Inside Texas’s Exclusive, Bizarre Enclave of Family Offices

Photographs by Laura Buckman

Photographs by Laura Buckman

‘The smart people that read Institutional Investor would think I’m an idiot. But one of the nice things about being 65 is that you don’t care.’

The armed guards know who doesn’t belong. Take a few steps past the open gates of Dallas’s Old Parkland — a former hospital complex that’s now an exclusive investor enclave — and security will be on you, all southern charm and sidearms.

Walking is a dead giveaway, for one. Texans do not walk outside. Black SUVs with tinted windows and Teslas are the favored modes of transport in and out of Old Parkland. Even the underground garages have become legendary. “There are incredible sculptures in the parking lot,” says one consultant who visits frequently. If you can’t gaze at a masterpiece while your Tesla parks itself, are you even living?

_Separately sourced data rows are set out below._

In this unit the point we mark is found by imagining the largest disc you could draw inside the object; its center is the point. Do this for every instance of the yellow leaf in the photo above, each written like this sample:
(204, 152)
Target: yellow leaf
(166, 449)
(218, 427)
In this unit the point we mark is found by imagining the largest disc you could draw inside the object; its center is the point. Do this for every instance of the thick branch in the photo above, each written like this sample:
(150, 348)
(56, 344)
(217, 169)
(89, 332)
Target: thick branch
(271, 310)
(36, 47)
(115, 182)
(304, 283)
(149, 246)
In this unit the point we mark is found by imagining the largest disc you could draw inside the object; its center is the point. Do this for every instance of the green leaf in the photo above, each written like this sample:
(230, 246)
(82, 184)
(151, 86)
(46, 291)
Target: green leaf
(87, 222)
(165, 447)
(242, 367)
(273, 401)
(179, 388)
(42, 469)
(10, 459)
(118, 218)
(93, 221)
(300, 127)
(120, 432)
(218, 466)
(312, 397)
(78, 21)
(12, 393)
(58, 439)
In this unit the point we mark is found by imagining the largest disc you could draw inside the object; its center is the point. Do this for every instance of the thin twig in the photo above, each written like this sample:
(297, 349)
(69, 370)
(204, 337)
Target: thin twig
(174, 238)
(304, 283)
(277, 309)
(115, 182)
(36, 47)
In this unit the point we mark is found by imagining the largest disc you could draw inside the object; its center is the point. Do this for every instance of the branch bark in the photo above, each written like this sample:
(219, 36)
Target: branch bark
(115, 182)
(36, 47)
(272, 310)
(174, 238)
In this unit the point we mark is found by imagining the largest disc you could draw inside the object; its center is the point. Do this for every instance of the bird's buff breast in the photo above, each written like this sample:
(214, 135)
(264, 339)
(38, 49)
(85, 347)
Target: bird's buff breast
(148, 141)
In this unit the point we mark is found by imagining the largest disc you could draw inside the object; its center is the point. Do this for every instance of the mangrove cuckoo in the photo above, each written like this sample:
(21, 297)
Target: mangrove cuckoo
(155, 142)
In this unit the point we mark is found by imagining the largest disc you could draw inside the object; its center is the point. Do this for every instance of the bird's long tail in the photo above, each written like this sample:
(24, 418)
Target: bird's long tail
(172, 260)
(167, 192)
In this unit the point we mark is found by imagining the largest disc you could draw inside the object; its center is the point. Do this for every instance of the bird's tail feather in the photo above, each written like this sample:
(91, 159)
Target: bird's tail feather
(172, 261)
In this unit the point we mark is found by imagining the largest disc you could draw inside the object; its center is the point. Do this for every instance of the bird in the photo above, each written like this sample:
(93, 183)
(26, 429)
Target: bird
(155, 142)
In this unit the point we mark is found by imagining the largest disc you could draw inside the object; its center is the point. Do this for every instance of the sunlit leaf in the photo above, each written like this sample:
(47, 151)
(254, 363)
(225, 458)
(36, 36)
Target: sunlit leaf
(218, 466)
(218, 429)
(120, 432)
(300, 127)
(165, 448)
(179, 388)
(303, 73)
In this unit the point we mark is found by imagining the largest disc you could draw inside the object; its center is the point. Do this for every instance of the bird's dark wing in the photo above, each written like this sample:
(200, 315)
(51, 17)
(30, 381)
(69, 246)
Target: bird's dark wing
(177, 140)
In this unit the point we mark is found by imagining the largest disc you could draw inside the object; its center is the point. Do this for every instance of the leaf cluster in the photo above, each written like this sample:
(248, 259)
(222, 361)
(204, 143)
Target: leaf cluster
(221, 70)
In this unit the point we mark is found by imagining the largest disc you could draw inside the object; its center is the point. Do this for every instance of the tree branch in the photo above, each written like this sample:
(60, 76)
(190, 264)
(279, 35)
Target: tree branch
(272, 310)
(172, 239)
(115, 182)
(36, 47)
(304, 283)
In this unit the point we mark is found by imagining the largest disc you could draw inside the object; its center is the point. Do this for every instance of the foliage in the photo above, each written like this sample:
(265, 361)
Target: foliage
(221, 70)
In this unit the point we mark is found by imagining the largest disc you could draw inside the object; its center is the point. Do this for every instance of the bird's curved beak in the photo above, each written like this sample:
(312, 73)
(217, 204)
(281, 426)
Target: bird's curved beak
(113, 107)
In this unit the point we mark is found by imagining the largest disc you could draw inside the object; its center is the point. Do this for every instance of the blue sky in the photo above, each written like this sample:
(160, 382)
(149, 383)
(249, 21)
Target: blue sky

Contrary to rumors, Old Parkland is not technically invite-only. Insiders prefer to describe the community as “curated,” which is a genteel way of saying “exclusive.” Anyone can ask to lease space at Old Parkland, which leads the Dallas market in high-end office property. The board, in turn, is free to reject applicants.

“We’re in the business of renting space, so I don’t want to act too pretentious about it,” says Harlan Crow, the visionary billionaire developer behind Old Parkland. “It’s a business. But there is an additional screen — and a ‘screen’ might be a hard word, but you want people that are really involved. Not just successful business practitioners, but people that care.”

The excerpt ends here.